そよ風で踝ほど伸びている草が靡く大草原。
地上を見渡せば赤土がむき出しの道の所々で休む人や丘陵で寝てしまっているワーシープ、果ては夫婦であろうか…男の横で幸せそうに連れ立って談笑しているラミアなどいるのでここは親魔領と窺える。

そのまま上を見ると…晴れ渡る青一色の空の海に見慣れぬ大きな黒い影。
よく目を凝らして行くと…旧世代の姿に変わっている灰色の鱗のドラゴンだった。
今回の主役の一人である。
では彼…じゃ無かった、彼女に視点を移してみましょう。


ーーーベイヴ、脳天…絡み付くようにhighっ!


「……。」
バサリ…バサリ…。

ドラゴンはただ前だけを見て…いや、視線は遥か彼方を見ている当たり何か考え事をしているみたい?
いやしかし…中々の高高度を飛んでいらっしゃる。
雲がかなり下にあるのだもの。

そんな無表情と思われる彼女だったが時折意図せずして口角が上がっているのだが…果たして彼女は自分で気付いているのだろうか?


ーーー過煩悩です。頭の中では…。


『…くっくっくっ…。』
バサリ…バサリ…。

旧世代のドラゴンがにやけているのを見ると…ぶっちゃけ気持ち悪い
そんな彼女は一体頭の中で何を思っているのか気になるのでちょっと覗かせて貰おう。

『(アイツから…アイツから告白されたっ!!…でもビビッてオレ…はぁ…帰ったらアイツとどんなプレイするかなぁ…やっぱり最初は愛撫からだよなっ!まずは尻尾で…いやいや、マニア過ぎるな。よし、オッパイでパイズリにしようっ!)』


見事なまでのムッツリ変態である。

…いままで一人身だったけどな…けどなっっ!
そんな彼女が恨み言のように小声で呟きながら雲に突っ込みバレルロールを何回転か決めて雲を突き抜ける。

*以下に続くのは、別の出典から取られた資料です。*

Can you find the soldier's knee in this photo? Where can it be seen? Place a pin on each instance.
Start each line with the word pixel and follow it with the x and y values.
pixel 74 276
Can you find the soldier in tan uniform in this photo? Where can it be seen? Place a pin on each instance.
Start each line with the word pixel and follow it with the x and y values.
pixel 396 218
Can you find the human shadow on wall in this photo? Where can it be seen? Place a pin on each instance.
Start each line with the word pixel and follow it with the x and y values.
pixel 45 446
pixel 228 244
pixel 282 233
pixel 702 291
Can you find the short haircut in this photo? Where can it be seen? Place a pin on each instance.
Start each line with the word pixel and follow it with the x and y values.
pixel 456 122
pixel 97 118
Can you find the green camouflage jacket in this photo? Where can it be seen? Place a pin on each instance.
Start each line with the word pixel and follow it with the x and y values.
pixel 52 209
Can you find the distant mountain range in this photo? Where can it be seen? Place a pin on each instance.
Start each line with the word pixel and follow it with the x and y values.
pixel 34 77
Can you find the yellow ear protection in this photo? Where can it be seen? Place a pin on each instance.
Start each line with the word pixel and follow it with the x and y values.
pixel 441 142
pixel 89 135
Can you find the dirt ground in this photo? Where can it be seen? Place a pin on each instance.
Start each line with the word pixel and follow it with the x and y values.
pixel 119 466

すると彼女は段々人型に変わっていき、雲を抜けるコロには図鑑に載っているような人型にすっかり変わっていた。


ーーー香り立つ あの70's。妖艶且つ破天荒。


「オレにも春が来たぁぁーーっ!!!!」

第一声がそれかいっ!?
まさに雄叫び…いや魂の叫びだなぁ。

「生まれて70年…途中、魔王の影響で雌の体になって…くぅぅっ!」
翼は羽ばたかせながらも片手で目頭を押さえつつもう片方の手はたわわに実った旨の前で握り拳を作っている。
なんというか…彼女の一言一言に哀愁が漂うのは気のせいだろうか…?


ーーー音速(おと)になって…君の元(ゆめのなか)にいこうっ!


「だがそれも…っ! 待っていろよっ!! ディントン!! エッチしようぜぇぇ!!
一言だけ…

このドラゴン最低だ。

真っ赤に上気し涎が漏れる顔と、胸と甲殻の間に隙間が出来るほど立った乳首、さらには下の口から涎以上に溢れる本気汁

これをみて誰がプライドが山より高いドラゴンというだろうか?
なので皆様ご一緒に…

このドラゴン最低だ。

では煩悩まみれの彼女が彼の元へ到達するまでちょっとしたむかしばなしでもしましょう…。

………
……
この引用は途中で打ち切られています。